The levels of liver enzymes, serum creatinine, and tumour markers for hepatocellular carcinoma and pancreatic cancer were within their normal ranges. Cholestasis parameters were slightly elevated (alkaline phosphatase: 2.06 μmol/L; γ-glutamyltransferase: 1.70 μmol/L). Later, hyponatremia developed, with the lowest serum sodium concentration being 128 mmol/L.
A computed tomography scan showed a mass with peripheral nodular enhancements in the arterial phase with progressive centripetal filling toward the centre in the portal venous and delayed phases and central necrosis. Size of the tumour: 21.7 cm × 23.7 cm × 25.5 cm, located in segments V-VIII.
Tumour biopsies showed a cavernous haemangioma.
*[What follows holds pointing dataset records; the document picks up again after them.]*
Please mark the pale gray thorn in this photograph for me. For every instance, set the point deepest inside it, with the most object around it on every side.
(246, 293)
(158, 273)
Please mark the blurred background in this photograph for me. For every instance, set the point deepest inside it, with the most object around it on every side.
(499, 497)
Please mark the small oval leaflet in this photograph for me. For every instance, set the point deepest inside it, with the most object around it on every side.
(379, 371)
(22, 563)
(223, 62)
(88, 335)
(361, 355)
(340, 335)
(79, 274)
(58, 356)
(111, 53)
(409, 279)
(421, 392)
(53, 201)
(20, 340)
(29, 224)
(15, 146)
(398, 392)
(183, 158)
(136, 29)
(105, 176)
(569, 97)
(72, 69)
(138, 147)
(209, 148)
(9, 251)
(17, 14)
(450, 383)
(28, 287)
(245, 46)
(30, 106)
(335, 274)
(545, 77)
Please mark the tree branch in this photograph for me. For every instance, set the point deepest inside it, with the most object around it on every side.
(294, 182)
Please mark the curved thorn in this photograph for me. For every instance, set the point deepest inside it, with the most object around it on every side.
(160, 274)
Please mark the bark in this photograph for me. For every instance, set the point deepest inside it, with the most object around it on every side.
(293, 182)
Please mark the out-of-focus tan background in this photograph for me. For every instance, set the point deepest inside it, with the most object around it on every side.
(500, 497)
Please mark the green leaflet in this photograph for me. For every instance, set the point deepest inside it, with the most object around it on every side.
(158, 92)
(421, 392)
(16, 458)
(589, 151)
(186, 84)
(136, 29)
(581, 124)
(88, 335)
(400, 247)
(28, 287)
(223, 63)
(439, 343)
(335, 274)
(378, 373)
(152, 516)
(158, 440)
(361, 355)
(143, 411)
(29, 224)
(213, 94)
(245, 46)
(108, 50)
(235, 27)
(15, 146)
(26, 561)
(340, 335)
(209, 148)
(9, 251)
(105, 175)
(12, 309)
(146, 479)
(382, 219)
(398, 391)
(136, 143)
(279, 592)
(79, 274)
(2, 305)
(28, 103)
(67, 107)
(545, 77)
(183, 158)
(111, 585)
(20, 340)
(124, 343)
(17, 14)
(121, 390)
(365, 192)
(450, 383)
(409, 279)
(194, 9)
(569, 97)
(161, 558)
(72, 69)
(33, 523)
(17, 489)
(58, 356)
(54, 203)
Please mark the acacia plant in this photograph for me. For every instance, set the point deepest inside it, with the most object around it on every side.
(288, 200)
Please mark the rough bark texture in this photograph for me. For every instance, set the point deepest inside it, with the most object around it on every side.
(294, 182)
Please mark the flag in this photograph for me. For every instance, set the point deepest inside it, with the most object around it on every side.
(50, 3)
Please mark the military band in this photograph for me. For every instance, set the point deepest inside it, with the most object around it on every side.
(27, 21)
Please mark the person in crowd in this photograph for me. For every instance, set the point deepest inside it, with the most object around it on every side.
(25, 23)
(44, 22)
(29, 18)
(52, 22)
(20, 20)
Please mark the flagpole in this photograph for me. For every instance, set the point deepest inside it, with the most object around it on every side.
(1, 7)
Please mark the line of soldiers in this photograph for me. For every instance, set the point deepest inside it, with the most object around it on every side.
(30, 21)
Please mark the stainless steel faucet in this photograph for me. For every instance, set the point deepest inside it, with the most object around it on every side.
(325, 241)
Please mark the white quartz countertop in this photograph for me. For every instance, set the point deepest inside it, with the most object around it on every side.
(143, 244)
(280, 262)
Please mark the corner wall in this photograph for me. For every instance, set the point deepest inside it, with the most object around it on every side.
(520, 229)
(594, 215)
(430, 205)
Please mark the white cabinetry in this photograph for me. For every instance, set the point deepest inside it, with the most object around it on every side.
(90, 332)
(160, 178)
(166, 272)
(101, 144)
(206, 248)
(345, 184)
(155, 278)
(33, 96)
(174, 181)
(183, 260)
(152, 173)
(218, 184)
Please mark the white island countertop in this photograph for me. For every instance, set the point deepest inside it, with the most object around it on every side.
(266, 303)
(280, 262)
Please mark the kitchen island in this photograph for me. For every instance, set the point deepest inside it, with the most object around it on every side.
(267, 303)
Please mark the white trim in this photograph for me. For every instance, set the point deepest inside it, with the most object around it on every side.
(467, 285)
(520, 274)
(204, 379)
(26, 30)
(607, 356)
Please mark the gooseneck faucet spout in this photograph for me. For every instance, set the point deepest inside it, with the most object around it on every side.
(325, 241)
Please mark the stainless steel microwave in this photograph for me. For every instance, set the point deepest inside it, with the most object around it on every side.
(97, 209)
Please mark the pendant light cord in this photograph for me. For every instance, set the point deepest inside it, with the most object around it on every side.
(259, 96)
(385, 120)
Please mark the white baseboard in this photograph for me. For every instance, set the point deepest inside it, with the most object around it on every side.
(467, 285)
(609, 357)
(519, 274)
The histology of the explanted liver showed low-grade periportal fibrosis and low-grade micro- and macrovesicular steatosis.
Non-resectable mass; therefore, the treatment plan was orthotopic liver transplantation.
Very few cases of orthotopic liver transplantation because of the mass effects of a haemangioma have been reported in the literature.
Liver haemangioma is a benign mass that occurs in the liver. It is composed of a tangle of blood vessels. Haemangiomas of the liver with a diameter over 4 cm are called giant haemangiomas.
Liver transplantation should be considered early in patients with non-resectable, symptomatic benign liver tumours. Application for non-standard exception status could allow for transplantation in patients with severe clinical conditions but low lab model for end-stage liver disease (labMELD) scores and should be done early in the course of the disease.
This manuscript delivers a strong message regarding unusual candidates for liver transplantation and makes strong suggestions revisions to the current labMELD allocation system. This case report indicates that both careful research and review of the existing literature in this field and in depth consideration of the ethical motives and procedures behind the non-standard exception status application rules are warranted.